Filesystem in Userspace (FUSE) is a software interface for Unix-like computer operating systems that lets non-privileged users create their own file systems without editing kernel code. This is achieved by running file system code in user space while the FUSE module provides only a "bridge" to the actual kernel interfaces.

FUSE is available for Linux, FreeBSD, OpenBSD, NetBSD (as puffs), OpenSolaris, Minix 3, Android and macOS.[2]

FUSE is free software originally released under the terms of the GNU General Public License and the GNU Lesser General Public License.

History[edit]

The FUSE system was originally part of AVFS (A Virtual Filesystem), a filesystem implementation heavily influenced by the translator concept of the GNU Hurd.[3]

FUSE was originally released under the terms of the GNU General Public License and the GNU Lesser General Public License, later also reimplemented as part of the FreeBSD base system[4] and released under the terms of Simplified BSD license.
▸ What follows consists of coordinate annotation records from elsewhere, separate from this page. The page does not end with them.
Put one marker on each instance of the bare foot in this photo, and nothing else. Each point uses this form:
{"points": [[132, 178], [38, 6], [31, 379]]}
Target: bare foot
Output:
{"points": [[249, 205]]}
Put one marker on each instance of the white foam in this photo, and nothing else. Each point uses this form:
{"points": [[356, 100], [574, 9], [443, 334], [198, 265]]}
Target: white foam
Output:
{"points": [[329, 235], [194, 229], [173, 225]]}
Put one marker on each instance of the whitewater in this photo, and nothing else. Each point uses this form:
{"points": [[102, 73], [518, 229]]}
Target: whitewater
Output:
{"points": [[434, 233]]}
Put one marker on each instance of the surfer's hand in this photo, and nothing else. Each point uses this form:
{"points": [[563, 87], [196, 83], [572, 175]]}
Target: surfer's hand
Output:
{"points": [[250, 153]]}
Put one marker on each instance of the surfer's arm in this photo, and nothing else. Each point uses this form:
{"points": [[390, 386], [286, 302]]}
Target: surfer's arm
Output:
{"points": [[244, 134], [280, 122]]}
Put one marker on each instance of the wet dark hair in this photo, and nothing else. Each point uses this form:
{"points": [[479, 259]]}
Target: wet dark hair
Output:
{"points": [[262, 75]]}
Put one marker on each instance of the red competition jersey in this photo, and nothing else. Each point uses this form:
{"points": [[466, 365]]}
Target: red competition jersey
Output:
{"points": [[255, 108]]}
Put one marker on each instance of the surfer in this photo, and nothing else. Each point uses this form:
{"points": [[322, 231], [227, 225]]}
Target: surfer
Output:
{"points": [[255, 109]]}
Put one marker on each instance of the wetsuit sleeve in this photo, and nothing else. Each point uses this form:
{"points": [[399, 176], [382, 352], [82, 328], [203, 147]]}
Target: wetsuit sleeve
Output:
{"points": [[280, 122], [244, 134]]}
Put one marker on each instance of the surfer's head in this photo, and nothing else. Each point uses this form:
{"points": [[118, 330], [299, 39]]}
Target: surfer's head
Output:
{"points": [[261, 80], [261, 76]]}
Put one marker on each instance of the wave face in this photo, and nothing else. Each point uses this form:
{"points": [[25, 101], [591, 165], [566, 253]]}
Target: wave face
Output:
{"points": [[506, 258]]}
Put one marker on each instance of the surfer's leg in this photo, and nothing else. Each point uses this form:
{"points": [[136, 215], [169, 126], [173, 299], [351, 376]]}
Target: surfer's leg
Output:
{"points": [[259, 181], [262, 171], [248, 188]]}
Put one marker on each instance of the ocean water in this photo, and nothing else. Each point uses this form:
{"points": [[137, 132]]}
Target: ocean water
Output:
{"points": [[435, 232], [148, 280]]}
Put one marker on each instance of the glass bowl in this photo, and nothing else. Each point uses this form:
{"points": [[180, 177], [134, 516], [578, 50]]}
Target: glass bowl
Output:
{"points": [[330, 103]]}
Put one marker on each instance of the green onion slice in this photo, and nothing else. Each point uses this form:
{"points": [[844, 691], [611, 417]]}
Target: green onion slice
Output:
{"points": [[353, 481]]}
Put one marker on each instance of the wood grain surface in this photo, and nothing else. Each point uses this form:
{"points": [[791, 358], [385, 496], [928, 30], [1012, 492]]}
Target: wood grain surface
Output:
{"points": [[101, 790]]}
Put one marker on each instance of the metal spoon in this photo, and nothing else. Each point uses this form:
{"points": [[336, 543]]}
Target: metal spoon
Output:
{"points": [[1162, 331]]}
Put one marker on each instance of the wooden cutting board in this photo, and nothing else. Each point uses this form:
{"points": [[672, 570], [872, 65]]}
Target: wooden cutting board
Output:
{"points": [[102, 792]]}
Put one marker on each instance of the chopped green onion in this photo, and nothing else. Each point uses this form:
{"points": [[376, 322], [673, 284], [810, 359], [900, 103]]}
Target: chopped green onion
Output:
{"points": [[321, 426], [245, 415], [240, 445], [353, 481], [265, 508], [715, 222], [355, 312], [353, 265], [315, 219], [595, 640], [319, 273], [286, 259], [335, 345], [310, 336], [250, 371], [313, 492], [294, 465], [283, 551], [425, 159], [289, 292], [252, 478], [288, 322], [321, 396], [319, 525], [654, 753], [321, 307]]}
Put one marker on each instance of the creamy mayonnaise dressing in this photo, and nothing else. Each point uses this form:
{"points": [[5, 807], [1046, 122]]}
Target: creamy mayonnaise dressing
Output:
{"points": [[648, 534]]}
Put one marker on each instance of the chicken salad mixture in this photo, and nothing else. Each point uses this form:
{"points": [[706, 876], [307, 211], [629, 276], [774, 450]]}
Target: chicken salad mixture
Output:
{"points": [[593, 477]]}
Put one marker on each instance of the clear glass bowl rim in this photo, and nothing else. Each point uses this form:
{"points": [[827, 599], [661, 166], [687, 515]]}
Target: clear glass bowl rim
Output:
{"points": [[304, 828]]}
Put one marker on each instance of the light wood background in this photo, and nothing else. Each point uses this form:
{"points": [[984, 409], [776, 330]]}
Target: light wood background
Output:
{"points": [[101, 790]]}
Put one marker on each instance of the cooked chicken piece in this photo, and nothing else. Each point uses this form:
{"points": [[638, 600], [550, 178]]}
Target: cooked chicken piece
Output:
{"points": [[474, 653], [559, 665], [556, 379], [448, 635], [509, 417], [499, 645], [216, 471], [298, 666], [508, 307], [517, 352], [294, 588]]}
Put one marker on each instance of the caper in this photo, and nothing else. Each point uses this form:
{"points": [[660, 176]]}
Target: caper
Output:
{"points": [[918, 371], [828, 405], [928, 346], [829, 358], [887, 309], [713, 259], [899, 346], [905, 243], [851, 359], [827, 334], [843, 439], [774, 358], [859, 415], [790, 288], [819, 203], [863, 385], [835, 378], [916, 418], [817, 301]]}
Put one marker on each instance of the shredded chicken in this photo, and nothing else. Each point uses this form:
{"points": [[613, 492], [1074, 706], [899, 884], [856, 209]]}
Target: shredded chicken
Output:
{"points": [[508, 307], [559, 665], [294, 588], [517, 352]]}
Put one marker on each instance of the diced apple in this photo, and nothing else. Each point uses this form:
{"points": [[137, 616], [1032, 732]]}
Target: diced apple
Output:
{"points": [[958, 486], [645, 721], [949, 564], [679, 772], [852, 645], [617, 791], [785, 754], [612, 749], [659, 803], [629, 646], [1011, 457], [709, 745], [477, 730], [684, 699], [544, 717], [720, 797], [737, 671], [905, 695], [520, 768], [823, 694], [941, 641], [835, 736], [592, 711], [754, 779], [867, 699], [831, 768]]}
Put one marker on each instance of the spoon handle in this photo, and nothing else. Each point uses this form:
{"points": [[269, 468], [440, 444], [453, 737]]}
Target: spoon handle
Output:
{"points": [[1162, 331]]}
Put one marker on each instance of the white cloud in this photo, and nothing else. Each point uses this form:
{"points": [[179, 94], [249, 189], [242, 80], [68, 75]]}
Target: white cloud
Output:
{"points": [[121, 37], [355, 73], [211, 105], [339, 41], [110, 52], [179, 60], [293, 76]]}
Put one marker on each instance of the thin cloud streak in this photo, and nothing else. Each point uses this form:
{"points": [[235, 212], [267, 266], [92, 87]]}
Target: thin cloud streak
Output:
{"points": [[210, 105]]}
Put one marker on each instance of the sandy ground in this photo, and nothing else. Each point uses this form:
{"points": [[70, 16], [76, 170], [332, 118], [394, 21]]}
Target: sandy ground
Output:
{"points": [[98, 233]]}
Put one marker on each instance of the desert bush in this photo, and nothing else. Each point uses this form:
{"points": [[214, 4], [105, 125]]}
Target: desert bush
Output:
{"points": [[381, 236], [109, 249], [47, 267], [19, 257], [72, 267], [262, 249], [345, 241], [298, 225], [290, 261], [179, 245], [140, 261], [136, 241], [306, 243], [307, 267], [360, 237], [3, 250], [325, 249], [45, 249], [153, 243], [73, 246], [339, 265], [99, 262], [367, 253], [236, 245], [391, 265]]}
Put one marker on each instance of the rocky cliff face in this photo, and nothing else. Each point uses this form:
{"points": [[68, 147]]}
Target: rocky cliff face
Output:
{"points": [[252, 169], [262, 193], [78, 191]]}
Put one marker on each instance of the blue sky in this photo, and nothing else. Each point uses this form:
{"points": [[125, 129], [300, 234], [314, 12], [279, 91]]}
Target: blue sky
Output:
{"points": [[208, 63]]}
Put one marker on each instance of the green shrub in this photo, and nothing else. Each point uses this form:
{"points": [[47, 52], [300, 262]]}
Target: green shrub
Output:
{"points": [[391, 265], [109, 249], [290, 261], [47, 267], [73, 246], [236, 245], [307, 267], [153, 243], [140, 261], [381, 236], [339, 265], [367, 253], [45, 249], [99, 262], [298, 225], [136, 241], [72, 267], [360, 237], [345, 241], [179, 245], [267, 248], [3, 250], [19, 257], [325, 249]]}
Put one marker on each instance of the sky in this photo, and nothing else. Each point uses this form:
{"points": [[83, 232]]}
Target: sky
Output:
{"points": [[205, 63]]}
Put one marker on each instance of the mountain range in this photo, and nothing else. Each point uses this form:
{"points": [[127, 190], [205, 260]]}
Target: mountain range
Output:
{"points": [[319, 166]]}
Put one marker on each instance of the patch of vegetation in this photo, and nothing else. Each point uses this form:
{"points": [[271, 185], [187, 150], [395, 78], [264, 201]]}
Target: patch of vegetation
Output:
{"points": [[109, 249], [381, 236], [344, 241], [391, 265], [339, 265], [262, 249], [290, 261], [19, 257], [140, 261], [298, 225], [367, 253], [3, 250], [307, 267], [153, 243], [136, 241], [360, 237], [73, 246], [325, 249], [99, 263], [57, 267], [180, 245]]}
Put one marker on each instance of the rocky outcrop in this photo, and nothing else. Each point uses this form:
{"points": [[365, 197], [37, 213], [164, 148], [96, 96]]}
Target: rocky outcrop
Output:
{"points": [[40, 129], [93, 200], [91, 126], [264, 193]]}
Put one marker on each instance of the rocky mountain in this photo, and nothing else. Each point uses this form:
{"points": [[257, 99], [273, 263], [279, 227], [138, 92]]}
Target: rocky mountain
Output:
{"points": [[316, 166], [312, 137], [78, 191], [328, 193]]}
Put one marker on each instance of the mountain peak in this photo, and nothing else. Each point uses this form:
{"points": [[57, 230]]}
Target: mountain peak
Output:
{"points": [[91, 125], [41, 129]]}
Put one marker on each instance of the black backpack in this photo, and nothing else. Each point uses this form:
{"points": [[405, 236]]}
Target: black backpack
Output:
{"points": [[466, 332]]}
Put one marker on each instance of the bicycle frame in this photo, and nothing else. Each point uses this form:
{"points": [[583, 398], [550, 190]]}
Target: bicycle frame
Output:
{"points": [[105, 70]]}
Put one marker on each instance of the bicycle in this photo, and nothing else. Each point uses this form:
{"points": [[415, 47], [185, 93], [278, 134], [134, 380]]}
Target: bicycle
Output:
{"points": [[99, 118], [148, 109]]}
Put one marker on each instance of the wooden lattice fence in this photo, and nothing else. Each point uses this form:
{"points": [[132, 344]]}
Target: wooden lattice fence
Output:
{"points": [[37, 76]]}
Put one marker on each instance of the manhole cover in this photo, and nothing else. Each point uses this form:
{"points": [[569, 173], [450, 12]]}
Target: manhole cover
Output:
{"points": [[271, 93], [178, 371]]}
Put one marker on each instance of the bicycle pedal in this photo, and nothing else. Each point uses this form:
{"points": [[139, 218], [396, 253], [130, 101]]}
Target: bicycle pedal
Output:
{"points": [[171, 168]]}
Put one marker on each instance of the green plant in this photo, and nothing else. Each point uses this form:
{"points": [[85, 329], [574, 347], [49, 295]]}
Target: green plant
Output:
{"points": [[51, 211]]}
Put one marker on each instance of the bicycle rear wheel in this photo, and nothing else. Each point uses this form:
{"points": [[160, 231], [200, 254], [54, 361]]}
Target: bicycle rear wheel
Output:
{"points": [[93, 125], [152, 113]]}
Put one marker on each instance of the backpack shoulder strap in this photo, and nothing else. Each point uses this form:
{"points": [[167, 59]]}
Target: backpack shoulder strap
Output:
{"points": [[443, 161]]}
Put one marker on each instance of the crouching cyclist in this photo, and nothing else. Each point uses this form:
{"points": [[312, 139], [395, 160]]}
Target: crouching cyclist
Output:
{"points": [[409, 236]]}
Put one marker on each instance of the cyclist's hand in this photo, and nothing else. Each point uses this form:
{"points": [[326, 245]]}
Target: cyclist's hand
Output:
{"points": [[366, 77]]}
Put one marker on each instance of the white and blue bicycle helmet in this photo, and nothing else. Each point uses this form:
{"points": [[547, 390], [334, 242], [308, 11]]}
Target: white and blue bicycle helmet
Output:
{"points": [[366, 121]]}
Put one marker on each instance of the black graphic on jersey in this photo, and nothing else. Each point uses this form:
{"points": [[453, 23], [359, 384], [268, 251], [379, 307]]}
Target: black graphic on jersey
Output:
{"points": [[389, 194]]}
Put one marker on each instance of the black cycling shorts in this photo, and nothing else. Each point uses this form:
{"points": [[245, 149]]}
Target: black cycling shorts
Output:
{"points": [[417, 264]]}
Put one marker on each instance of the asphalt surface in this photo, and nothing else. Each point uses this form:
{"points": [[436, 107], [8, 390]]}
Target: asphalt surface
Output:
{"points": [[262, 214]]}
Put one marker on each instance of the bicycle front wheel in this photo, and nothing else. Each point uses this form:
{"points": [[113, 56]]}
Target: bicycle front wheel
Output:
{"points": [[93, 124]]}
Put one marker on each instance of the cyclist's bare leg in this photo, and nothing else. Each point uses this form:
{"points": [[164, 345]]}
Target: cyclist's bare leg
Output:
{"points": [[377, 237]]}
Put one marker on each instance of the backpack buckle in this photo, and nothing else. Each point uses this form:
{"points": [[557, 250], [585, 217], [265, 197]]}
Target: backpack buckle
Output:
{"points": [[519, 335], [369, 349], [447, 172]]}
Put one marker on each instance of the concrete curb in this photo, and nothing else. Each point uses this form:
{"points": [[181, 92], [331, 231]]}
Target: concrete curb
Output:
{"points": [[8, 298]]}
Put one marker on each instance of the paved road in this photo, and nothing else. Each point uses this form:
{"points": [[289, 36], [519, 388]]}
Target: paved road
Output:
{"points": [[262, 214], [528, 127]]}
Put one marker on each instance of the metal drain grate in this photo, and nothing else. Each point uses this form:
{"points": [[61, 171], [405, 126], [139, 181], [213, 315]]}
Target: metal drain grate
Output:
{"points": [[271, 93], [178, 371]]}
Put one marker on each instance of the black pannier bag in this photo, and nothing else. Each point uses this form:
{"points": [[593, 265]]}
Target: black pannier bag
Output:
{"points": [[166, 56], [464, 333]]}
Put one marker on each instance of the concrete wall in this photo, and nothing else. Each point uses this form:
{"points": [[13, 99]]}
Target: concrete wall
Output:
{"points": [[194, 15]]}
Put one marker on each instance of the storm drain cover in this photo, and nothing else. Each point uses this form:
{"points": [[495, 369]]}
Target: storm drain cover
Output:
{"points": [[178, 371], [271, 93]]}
An ISC-licensed re-implementation by Sylvestre Gallon was released in March 2013,[5] and incorporated into OpenBSD in June 2013.[6]

FUSE was merged into the mainstream Linux kernel tree in kernel version 2.6.14.[7]

A flow-chart diagram showing how FUSE works

Operation and Uses[edit]

To implement a new file system, a handler program linked to the supplied libfuse library needs to be written. The main purpose of this program is to specify how the file system is to respond to read/write/stat requests. The program is also used to mount the new file system. At the time the file system is mounted, the handler is registered with the kernel. If a user now issues read/write/stat requests for this newly mounted file system, the kernel forwards these IO-requests to the handler and then sends the handler's response back to the user.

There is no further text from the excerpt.